QSPN_code

This is the code of our QSPN/M-QSPN model, corresponding to the paper: A Unified Model for Cardinality Estimation by Learning from Data and Queries via Sum-Product Networks. In this paper, we introduces QSPN, a unified model that integrates both data distribution and query workload. QSPN achieves high estimation ac- curacy by modeling data distribution using the simple yet effective Sum-Product Network (SPN) structure. To ensure low inference time and reduce storage overhead, QSPN further partitions columns based on query access patterns. We formalize QSPN as a tree-based structure that extends SPNs by introducing two new node types: QProduct and QSplit. This paper studies the research challenges of developing efficient algorithms for the offline construction and online computation of QSPN. We conduct extensive experiments to evaluate QSPN in both single-table and multi-table cardinality estimation settings. The experimental results have demonstrated that QSPN achieves superior and robust performance on the three key criteria, compared with state-of-the-art approaches.

Configuration

Step 1: Download this code and unzip it.

Step 2: Install dependencies of the environment qspn.

cd QSPN_code/
conda install -f environment.yml

In the following, all running should be at this directory 'QSPN_code/'.

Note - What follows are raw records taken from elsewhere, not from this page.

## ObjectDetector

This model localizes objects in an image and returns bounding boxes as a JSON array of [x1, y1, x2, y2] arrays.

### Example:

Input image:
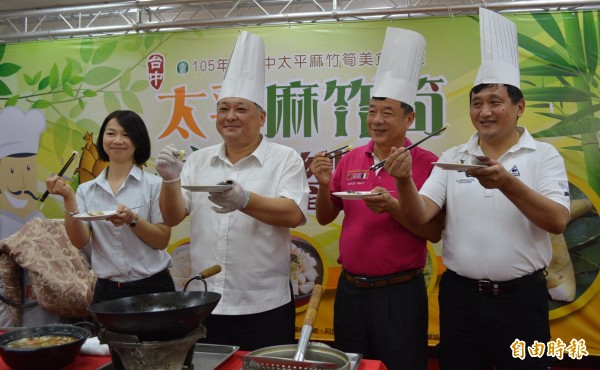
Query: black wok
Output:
[[0, 324, 89, 370], [88, 266, 221, 341]]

Step 3: Downloading our experimental data.

Download file qspn_data_models.tar from OneDrive sharing link: https://1drv.ms/u/c/f9c0a1a8c6911768/EZhXKSN0fgVBizPkvw0Eeu0BNVAjk5OxrwoVerEp_ojylg?e=cErDPM and then decompress it:

tar -xf qspn_data_models.tar

There will be two new directories in 'QSPN_code/': 'data/' and 'models/' which store datasets, workloads and models of our QSPN/M-QSPN experiment.

Quick Start

QSPN Single-Table CardEst

We first show the commands of conducting the experiments in our paper.

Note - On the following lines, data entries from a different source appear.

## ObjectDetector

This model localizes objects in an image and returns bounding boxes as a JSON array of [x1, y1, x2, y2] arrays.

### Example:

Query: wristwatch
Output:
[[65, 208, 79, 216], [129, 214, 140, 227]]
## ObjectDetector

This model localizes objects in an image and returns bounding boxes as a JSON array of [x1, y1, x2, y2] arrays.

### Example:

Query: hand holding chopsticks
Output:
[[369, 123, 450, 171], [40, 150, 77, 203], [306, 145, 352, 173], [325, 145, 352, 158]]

Dataset: GAS/Census/Forest/Power

python scripts/run_qspn.py --dataset gas --inference
python scripts/run_qspn.py --dataset census13 --inference
python scripts/run_qspn.py --dataset forest10 --inference
python scripts/run_qspn.py --dataset power7 --inference

The result will be outputed to the console, including Model Size, Mean Inference Time, Q-error of each query, 50th/90th/95th/99th/Max/Mean Q-error of CardEst on the workload.

You can also construct QSPN models by yourself, like

python scripts/run_qspn.py --dataset gas --train
python scripts/run_qspn.py --dataset census13 --train
python scripts/run_qspn.py --dataset forest10 --train
python scripts/run_qspn.py --dataset power7 --train

The Model Construction Time and Model Size will be outputed to the console. And the QSPN model file: 'models/single_tables/qspn/qspn_5.0_0.1_0.3_QSplit_{gas/census13/forest10/power7}_template_0.5_0.5.pkl' will be overwritten by the new constructed QSPN model.

QSPN Update CardEst

Take dataset Forest for instance, we show how to run three update methods: NoTrain, ReTrain and our AdaIncr.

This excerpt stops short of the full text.